DW Adams et al. Gastroenterol 2024; 167: 51-63. Clinical Presentation and Spectrum of Gluten Symptomatology in Celiac Disease

This article highlights the myriad presentations of CeD. Due to screening of at-risk groups. fewer patients are presenting with malabsorption and many patients at diagnosis are overweight or obese. In adults, 15-28% are overweight and 7-11% are obese.

  • Hematology: Among adults with iron-deficiency anemia, 1 in 31 have histologic evidence of CeD
  • Skin: Dermatitis herpetiformis
  • Neurologic: Headache, brain fog, peripheral neuropathy, ataxia
  • Oral: dental enamel defects, aphthous stomatitis
  • Musculoskeletal/rheumatologic: osteopenia/osteoporosis/fractures, arthralgias/arthritis. Low bone mass with “z-scores less than -2 SD for age is present in 6-16% of children” with CeD
  • Growth in children: pubertal delay, short stature, growth failure
  • Fertility: female infertility, spontaneous abortions, premature births, hypogonadism (both sexes)
  • GI: stomach pain, diarrhea, bloating/distention, constipation, weight loss
  • Liver: elevated liver enzymes in up to 40% of patients with CeD at diagnosis. 1 in 20 patients with cryptogenic cirrhosis have CeD. In children, ~25% have “modest elevations in liver enzymes” at diagnosis. “Normalization …is generally seen within 6-12 months of a GFD.”
  • Endocrine: higher rates of type 1 diabetes and autoimmune thyroid disease
  • Asymptomatic: “10-27% of CeD patients are asymptomatic at diagnosis…Asymptomatic patients with CeD were taller, had lower TTG-IgA levels, and had less severe intestinal damage.” However, “patients reporting to be asymptomatic often record improvement” with GFD.

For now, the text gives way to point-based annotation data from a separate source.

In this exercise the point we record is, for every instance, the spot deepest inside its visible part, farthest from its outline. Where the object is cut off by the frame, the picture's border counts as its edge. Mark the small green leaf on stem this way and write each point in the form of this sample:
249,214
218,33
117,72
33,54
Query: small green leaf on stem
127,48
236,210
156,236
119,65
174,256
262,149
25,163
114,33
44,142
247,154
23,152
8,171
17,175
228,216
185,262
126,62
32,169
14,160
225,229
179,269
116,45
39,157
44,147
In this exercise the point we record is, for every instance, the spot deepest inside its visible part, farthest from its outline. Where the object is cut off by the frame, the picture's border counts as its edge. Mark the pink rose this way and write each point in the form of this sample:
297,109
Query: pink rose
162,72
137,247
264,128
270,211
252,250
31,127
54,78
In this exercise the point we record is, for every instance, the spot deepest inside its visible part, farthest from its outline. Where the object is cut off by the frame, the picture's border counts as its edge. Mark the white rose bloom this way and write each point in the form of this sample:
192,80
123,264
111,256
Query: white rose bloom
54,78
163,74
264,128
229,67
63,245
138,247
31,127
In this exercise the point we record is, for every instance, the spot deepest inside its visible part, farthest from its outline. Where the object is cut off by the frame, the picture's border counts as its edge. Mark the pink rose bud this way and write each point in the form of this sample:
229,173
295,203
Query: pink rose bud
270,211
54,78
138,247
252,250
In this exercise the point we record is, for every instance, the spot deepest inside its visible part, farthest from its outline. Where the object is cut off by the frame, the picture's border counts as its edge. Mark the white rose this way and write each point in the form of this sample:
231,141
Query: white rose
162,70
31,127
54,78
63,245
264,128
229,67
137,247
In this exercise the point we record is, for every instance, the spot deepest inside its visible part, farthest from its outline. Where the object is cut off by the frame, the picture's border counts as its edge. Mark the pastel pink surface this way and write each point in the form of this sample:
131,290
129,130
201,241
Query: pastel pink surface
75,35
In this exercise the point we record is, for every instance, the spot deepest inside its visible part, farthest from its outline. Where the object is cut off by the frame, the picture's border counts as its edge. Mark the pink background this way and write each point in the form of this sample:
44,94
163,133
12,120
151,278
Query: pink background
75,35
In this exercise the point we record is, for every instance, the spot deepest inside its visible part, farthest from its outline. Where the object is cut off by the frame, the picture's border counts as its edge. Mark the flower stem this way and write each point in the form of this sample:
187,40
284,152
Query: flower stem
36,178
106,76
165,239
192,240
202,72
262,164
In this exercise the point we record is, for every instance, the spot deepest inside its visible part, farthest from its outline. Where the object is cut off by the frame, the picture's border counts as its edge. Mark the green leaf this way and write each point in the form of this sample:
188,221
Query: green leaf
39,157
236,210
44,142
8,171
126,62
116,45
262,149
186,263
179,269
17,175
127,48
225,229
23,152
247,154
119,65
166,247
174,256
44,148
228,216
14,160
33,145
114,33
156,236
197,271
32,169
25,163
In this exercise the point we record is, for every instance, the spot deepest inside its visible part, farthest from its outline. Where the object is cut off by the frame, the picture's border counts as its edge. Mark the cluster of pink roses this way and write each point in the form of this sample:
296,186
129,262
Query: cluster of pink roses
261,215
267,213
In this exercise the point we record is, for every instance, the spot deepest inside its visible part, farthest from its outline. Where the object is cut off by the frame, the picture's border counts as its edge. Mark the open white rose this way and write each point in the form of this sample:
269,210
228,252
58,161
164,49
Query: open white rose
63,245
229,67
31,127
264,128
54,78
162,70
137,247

The authors detail how gluten exposure triggers symptoms. Gluten ingestion activates gluten-specific T cells and acute increases in interleukin-2 (IL-2). IL-2 is postulated to cause neuro-enteric symptoms and leads to release of serotonin. Serum IL-2 is a biomarker for acute gluten exposure.

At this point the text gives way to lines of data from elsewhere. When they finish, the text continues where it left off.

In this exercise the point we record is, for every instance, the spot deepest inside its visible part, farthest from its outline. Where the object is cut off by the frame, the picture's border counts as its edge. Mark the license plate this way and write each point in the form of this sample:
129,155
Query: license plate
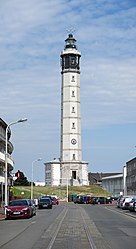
16,212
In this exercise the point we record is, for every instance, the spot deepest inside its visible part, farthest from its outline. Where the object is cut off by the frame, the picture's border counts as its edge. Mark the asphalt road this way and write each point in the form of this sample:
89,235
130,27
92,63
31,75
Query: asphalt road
70,226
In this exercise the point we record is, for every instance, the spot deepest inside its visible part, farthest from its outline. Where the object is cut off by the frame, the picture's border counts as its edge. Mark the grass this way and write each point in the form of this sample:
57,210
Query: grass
61,191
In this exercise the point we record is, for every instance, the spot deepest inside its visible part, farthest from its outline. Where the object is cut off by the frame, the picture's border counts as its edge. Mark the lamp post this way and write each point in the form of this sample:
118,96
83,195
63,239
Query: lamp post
37,160
6,159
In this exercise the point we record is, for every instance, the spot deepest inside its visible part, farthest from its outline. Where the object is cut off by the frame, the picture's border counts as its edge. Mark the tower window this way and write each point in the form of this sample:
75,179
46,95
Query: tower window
74,157
74,174
73,109
73,94
73,125
73,78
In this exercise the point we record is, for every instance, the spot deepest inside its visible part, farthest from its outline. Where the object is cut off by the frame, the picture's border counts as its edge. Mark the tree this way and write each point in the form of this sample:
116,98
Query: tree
21,179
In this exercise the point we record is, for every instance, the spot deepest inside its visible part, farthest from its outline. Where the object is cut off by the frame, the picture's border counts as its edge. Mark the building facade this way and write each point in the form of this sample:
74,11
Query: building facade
72,168
52,173
131,176
113,184
10,162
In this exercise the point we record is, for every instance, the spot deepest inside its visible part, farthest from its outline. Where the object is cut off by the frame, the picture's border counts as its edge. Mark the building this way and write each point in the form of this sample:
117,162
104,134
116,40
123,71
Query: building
73,171
113,184
52,173
10,162
131,176
96,178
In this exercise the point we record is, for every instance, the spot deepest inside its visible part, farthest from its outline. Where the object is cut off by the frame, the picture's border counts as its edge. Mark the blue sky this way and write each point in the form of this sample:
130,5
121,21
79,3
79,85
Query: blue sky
32,35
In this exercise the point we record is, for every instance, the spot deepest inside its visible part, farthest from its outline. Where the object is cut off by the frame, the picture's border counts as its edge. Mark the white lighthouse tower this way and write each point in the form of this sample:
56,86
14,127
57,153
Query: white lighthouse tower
73,171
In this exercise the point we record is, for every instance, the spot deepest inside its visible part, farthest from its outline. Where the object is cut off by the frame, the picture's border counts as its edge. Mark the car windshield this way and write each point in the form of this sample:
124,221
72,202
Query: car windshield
18,203
43,200
53,198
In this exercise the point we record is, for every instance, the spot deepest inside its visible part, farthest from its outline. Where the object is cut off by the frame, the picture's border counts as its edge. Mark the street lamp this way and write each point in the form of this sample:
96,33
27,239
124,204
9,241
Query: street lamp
6,159
37,160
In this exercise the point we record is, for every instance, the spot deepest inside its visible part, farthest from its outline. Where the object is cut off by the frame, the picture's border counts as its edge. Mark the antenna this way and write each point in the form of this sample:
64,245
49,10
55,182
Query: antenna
71,30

MI Pinto-Sanchez et al. Gastroenterol 2024; 167: 116-131. Nutrition Assessment and Management in Celiac Disease

  • This article provides specific nutritional recommendations for patients with CeD including involvement of a dietitian. The authors note that some studies in children have found low iron, vitamin D, calcium, vitamin B12, vitamin B6, folate, zinc and magnesium in their GFD. They recommend checking for iron, ferritin, folate, vitamin B12, vitamin D, vitamin A, zinc, selenium, copper, and chromium at diagnosis.
  • The adoption of a GFD “has been associated with an increased risk of MASLD likely related to the nutritional composition of packaged gluten-free foods.” (see: Gluten-Free Diet Can Be Unhealthy)
  • 30% of CeD adult patients experience persistent symptoms. The most common cause is continued gluten exposure (often inadvertent). Gluten contamination elimination diet can be implemented in this setting “though not feasible as a long-term solution.” (See: What To Do For Pediatric Patients with Non-Responsive Celiac Disease)

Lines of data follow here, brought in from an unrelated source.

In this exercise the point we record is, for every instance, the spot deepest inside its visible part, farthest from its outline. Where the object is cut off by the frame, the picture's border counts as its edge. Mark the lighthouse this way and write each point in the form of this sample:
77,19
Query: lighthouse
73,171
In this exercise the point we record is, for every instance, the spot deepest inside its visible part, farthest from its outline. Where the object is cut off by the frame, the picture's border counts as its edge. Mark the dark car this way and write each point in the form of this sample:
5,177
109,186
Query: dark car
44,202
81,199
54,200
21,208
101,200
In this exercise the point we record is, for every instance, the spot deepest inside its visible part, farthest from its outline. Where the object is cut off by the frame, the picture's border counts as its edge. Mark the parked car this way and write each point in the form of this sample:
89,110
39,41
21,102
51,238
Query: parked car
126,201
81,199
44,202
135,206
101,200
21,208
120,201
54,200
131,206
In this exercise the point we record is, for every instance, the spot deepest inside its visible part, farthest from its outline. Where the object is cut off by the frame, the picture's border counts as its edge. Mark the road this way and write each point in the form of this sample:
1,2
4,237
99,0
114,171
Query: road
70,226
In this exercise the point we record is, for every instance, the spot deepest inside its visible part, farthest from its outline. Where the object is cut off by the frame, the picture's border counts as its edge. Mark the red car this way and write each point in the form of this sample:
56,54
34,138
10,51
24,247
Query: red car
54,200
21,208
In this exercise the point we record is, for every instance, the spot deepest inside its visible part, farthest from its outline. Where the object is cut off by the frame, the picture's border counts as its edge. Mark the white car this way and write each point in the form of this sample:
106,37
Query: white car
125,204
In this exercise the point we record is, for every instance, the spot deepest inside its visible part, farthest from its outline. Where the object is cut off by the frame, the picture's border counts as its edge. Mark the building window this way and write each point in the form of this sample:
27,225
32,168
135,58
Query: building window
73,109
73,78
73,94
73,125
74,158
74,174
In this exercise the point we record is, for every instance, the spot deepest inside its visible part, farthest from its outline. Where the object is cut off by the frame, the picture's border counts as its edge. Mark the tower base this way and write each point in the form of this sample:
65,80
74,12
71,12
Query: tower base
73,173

My take: More recent studies have indicated that more limited nutrient testing is appropriate in the pediatric population (see: How to Provide More Cost-Effective Celiac Care and Nutrient Deficiencies with Celiac Disease). Many nutrient deficiencies (in pediatrics) improve with institution of GFD and other nutrient deficiencies are similar in frequency as the general population.

U Volta et al. Gastroenterol 2024; 167: 104-115. Diagnosis of Seronegative and Ultrashort Celiac Disease

  • “Seronegative villous flattening is a very rare condition” in children…and is “often attributable to other diagnosis (eg. inflammatory bowel disease…). The authors provide a diagnostic algorithm. In this setting, first step is to check HLA-DQ2/DQ8. A negative test “virtually rules out CeD.” A positive test indicates CeD is possible if other conditions are excluded. This includes autoimmune enteropathy, immune deficiencies, medication effects, infections, and other conditions. (See:Seronegative Villous Atrophy and@AmyOxentenkoMD: Celiac Disease and Mimics and How Many Cases of Celiac Disease Are We Missing?)
  • CeD confined to 1st portion of duodenum is considered ultra-short CeD. Algorithm for ultra-short CeD (Figure 2). The disease is supported by positive serology and positive HLA DQ2/DQ8. If serology and/or HLA DQ2/DQ8 are negative, it is very unlikely to be CeD and other diagnosis need to be identified (eg. peptic duodenitis).